Notable Metrist-Reported Downtime
AWS
- AWS RDS was unable to createnew instances in AWS US-East-1 for 44 minutes on the 20th. AWS only provided a vague error message about the service being unavailable. On the 20th, it was unable to create new instances in AWS US-East-1 for 20 minutes; Metrist’s attempts each timed out after 900 seconds. Then on the 22nd, the platform was unable to create new instances in AWS US-East-1 for 5 hours 5 minutes.
- AWS Route53’s DNS record creation took 1698% longer than usual in AWS US-East-1 for 10 minutes on the 19th.
Azure
- AzureVMs was unable to create new VMs in Azure East US for 30 minutes on the 17th. Then on the 19th, it was was unable to reach instances running Azure West US for 30 minutes.

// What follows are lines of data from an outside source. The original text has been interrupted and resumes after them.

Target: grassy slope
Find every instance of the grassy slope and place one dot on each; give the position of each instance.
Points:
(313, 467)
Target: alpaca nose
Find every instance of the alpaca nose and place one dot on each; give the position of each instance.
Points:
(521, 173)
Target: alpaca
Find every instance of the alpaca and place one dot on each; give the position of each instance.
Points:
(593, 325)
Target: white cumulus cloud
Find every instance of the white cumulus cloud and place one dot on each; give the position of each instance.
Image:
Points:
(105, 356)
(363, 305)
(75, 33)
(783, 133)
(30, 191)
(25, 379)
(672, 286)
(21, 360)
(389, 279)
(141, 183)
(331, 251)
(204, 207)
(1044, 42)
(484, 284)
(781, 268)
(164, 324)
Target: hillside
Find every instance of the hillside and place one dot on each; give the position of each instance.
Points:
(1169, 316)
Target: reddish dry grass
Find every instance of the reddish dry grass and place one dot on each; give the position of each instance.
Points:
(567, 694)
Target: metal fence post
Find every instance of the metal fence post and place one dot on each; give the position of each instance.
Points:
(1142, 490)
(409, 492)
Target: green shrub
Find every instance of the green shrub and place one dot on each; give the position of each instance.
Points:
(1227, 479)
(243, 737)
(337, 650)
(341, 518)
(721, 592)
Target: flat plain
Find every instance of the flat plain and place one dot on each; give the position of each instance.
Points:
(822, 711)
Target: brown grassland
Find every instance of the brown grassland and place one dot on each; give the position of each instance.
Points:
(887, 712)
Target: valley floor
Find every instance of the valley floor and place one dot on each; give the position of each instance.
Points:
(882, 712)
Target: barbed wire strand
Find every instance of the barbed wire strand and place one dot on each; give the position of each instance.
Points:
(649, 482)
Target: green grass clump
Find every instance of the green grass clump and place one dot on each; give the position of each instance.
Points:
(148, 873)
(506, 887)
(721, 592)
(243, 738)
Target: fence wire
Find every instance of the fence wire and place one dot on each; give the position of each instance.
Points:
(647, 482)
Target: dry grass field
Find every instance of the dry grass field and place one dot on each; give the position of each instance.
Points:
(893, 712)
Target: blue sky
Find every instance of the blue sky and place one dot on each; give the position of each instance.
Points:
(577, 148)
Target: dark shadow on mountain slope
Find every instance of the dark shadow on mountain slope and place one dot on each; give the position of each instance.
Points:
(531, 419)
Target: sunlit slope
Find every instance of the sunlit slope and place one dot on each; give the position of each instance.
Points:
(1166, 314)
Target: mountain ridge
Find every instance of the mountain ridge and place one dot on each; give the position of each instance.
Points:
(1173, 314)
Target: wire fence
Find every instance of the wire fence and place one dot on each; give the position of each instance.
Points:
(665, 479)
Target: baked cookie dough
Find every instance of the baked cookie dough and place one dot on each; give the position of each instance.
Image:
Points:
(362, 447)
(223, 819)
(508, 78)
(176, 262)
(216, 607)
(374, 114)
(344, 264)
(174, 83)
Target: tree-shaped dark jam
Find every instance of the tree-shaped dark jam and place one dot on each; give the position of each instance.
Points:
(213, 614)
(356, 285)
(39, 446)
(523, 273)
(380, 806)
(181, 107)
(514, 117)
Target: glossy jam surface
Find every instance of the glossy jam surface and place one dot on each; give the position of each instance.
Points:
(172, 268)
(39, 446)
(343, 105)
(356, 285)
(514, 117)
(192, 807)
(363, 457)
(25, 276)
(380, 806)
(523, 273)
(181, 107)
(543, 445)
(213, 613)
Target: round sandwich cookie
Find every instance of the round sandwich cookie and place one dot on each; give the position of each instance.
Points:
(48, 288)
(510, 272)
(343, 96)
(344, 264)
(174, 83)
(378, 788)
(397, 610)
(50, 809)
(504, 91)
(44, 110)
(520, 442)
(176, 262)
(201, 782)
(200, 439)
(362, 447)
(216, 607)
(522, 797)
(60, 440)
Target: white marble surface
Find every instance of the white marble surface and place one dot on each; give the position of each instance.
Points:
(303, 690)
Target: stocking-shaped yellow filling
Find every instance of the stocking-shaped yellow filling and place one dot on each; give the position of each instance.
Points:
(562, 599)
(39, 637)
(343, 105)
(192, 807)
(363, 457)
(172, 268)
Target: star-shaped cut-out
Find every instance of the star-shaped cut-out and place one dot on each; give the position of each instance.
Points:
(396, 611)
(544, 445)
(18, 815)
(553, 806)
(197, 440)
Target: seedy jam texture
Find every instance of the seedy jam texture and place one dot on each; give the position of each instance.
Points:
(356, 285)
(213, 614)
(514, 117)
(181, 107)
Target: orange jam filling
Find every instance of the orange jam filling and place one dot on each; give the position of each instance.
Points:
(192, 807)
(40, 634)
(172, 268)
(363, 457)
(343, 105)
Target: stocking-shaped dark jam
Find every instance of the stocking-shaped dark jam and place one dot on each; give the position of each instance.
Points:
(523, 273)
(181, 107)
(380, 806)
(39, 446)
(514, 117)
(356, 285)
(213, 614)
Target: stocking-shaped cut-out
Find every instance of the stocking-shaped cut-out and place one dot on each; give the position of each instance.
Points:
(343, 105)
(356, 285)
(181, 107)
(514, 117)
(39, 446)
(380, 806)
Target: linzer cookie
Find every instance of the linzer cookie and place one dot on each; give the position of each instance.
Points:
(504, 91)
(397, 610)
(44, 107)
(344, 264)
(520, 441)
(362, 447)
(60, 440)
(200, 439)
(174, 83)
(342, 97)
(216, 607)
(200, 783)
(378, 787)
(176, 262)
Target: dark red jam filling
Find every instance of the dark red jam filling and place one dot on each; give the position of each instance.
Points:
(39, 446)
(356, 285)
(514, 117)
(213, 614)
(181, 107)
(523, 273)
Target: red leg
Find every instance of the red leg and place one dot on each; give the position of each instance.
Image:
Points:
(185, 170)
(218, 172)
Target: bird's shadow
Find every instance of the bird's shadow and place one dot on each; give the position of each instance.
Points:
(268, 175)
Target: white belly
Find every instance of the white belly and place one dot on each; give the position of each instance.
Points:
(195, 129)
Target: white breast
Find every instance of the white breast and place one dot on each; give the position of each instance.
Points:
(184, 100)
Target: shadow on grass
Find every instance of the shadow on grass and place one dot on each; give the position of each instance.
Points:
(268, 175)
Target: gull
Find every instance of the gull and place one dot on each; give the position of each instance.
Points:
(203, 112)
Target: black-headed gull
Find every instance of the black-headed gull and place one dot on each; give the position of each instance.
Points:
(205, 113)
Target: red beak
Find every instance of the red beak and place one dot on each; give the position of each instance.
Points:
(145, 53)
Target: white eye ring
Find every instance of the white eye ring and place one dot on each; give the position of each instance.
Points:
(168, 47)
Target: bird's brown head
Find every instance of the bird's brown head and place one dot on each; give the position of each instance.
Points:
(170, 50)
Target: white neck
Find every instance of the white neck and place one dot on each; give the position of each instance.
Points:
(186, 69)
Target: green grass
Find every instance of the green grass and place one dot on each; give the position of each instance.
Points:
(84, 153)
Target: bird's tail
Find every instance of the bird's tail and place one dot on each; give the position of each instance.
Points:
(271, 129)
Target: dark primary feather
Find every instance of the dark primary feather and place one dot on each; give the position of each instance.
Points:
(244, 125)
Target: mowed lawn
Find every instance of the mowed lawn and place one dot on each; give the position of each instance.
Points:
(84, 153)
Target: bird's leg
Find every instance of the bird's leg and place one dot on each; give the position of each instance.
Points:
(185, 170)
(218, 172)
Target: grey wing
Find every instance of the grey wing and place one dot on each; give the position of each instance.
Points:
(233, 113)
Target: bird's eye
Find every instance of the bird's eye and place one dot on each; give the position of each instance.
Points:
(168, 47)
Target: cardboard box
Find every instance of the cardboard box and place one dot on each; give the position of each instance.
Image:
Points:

- Azure AKS was unable to create new clusters in Azure East US 2 for 26 minutes on the 26th.
- Azure CosmosDB was unable to create CosmosDB accounts in Azure East US for 25 minutes on the 21st. Then on the 22nd, the platform was unable to create Cosmos DB accounts in Azure East US for 4 hours 11 minutes. And on the 23rd, it had two instances in which it was unable to create cosmosDB accounts in Azure East US for a total of an hour. Both of these outages occurred in North America and one lasted for 40 minutes while the other lasted for 20 minutes.
GCP
- GCP App Engine was unable to deploy new versions in GCP US East 1 for 44 minutes on the 17th. Further, the platform was displaying intermittent 500 errors when Migrating Traffic and Autoscaling at the same time.
- GCP Compute Engine was unable to create New Instances in GCP US East 4 for 4 hours 20 minutes on the 18th. The error message indicated that GCP did not have enough resources available. Then on the 19th it was unable to create new instances in GCP US-East-4 for 6 hours The GCP message indicated that they didn’t have enough resources available. An identical issue occurred for 3 hours 20 minutes on the 20th.
Saas/Other
- Trello’s Card Creation was extremely latent for some west coast users according to Metrist for 15 minutes on the 19th. The platform updated their status page lighting-fast to indicate these problems.
- NuGet experienced extreme latency when Listing Versions and Downloading Packages from Canada for 1 hour 26 minutes on the 19th.
- Braintree’s sandbox environment was down across all of North America for 42 minutes on the 20th. They never updated their status page, despite having one specifically for the sandbox environment. Metrist’s in-app monitoring showed that production environments were functional.